Both of the characters are ‘cold’ characters: cold of heart, of course, but also symbolically connected with snow and ice.
The colour white in poetry
Robert Frost’s sonnet ‘In White’ seeks to rhyme ‘white’ (which ends the poem’s opening line) with all but four of its 13 ensuing lines. Opening with a description of a white spider on a white Heal-all plant – a spider holding up a moth like a piece of white satin or a paper kite – the poem tries to ground this curious triangulation of whiteness in deeper meaning, with glorious results.
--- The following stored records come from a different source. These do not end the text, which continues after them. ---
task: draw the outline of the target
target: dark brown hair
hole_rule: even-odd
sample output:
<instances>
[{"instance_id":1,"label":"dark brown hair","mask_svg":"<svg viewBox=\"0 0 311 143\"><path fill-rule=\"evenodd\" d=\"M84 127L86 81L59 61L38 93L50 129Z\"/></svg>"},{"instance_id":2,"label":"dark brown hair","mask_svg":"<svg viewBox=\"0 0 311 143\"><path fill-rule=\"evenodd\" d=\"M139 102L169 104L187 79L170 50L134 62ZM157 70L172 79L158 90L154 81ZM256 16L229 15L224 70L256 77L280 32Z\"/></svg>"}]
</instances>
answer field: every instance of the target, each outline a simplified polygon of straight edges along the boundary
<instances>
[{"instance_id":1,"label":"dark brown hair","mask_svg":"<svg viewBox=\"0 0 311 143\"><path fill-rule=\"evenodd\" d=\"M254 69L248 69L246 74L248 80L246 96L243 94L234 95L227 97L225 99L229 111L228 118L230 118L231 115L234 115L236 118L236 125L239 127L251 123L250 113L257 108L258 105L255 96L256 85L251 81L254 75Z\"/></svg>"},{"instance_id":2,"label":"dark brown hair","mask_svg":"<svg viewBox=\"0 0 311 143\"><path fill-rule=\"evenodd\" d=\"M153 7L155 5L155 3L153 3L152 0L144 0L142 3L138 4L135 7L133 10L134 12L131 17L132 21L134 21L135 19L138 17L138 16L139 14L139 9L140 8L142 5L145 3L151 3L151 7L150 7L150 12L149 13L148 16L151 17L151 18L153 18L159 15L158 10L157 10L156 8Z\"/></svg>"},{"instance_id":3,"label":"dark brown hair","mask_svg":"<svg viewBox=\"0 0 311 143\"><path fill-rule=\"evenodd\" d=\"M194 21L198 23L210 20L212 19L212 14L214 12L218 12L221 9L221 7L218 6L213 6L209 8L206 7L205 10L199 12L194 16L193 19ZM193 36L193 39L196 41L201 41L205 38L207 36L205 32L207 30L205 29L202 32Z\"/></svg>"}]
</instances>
Later in the twentieth century, Philip Larkin’s ‘Sympathy in White Major’ describes the speaker making a gin and tonic with wonderful and delicious attention to detail, before raising the drink in ‘private pledge’ to ‘the whitest man I know’. Playing on the symbolism and connotations of the colour white which we have explored above, the poem is gloriously ambiguous.
And what of ‘whiteness’ in relation to skin colour? The Black British poet Benjamin Zephaniah has explored this in his poem ‘White Comedy’, whose title puns, of course, on the phrase ‘black comedy’. Zephaniah (b. 1958) uses wit and irony to turn the tables on ‘blackness’ and ‘whiteness’ here in this poem. Why do we talk of black magic but not white magic, and why are people blackmailed but not whitemailed?
What about the symbolic use of white in Moby Dick ? A whole book could be devoted to that subject.
You need to check this out but I seem to recall reading that the Incas initially welcomed the white-skinned Spanish explorers because they were the colour of corpses and, hence important emissaries from the World of the Dead.